LECTURAS DE VERANO (II)


Contaba el otro día cómo he dedicado buenos ratos de mis vacaciones a leer a dos grandes novelistas como son Lev Tolstói y Marcel Proust. Ya comenté entonces algo sobre Resurrección –que no se piensen los capillitas que tiene nada que ver con la Semana Santa-, última de las novelas del gran escritor ruso, y hoy le toca el turno al literato francés.
De Marcel Proust he leído “Por el camino de Swann”, de cuya publicación se celebra este año su centenario, y que es el primero de los siete volúmenes de su monumental obra “En busca del tiempo perdido”. Y desde luego que le he dedicado tiempo, pero en absoluto lo considero perdido.
Proust es un enorme renovador de la narrativa, de talla equiparable a la  de Joyce, pero sin Bloomsday y sin Angelica Huston interpretando a Greta en  Dublineses, lo que quizá lo haga menos popular, aunque sea muy conocido su famoso episodio de la magdalena y en los últimos tiempos se promocione Illiers-Combray como meca de los proustianos. A mí sin embargo tengo que confesar con humildad que el Ulises no acaba de encajarme y en cambio me engancharon desde primer momento el estilo y universo temático del parisino.
Proust estudió Derecho, por dar satisfacción a su padre, pero nunca ejerció la abogacía. Claro que era rico por familia, y eso le permitió vivir sin ocupación en los ambientes de la alta sociedad parisina, antes de encerrarse en los últimos años de su corta vida para dedicarse por entero a la literatura y dejarnos esta fascinante obra. Últimamente me ha venido a veces a la cabeza que me gustaría dejar la toga y dedicarme a escribir –como a cualquiera- pero ni soy rico por familia ni tengo tan pocas luces como para no darme cuenta de que ni por asomo cuento con las dotes literarias necesarias para escribir nada que se venda, por lo que lo más sensato será seguir escribiendo demandas, informes o recursos, terreno en el que al menos me defiendo.

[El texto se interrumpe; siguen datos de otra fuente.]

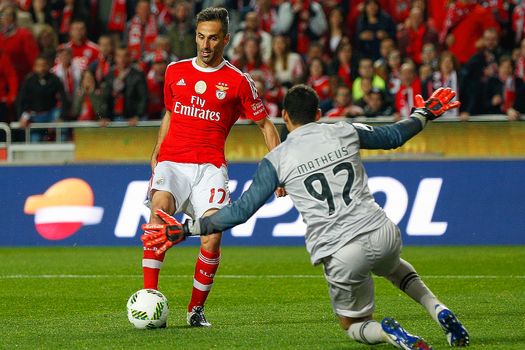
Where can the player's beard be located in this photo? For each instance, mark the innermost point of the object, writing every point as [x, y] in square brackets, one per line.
[210, 57]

A Proust hay que paladearlo despacio. Si intentas digerirlo rápido se te atraganta. Pero si le das su ritmo resulta delicioso. Su lectura no es fácil, requiere paciencia y concentración. A veces te pierdes en las frases interminables, en la profundidad de la introspección psicológica de los personajes, en las extensas digresiones sobre el arte o la música, pero entre esas dificultades, que te obligan en ocasiones a retroceder en la lectura al punto en que te extraviaste y retomar la senda con mayor atención, puedes obtener la recompensa de encontrar algunos de los pasajes más bellos que hayas podido leer nunca. Por eso es apropiado para las relajadas siestas del estío, en las que las horas pueden alargarse a placer, sin prisas, sin apremios.

Así que allí estaba yo leyendo plácidamente, imaginando caminos a Méséglise o a Guermantes, amores y celos de Swann, paseos y juegos en el bosque de Bolonia o en los Campos Elíseos, cuando de repente sonó el despertador. Se acabó el encanto. Fin de las vacaciones. Regreso a la rutina, al tedio de los tribunales, el que aburría a los jueces retratados por Tolstói y del que sabiamente supo y pudo librarse Proust. A ello habrá que aplicarse, no hay más remedio. Pero en cuanto haya ocasión no dudaré en volver a sumergirme en la lectura de la Recherche. A seguir indagando en la historia de Odette de Crécy, a recrear  los paisajes normandos de Balbec, a descubrir el personaje de Albertina…hasta recobrar el tiempo perdido.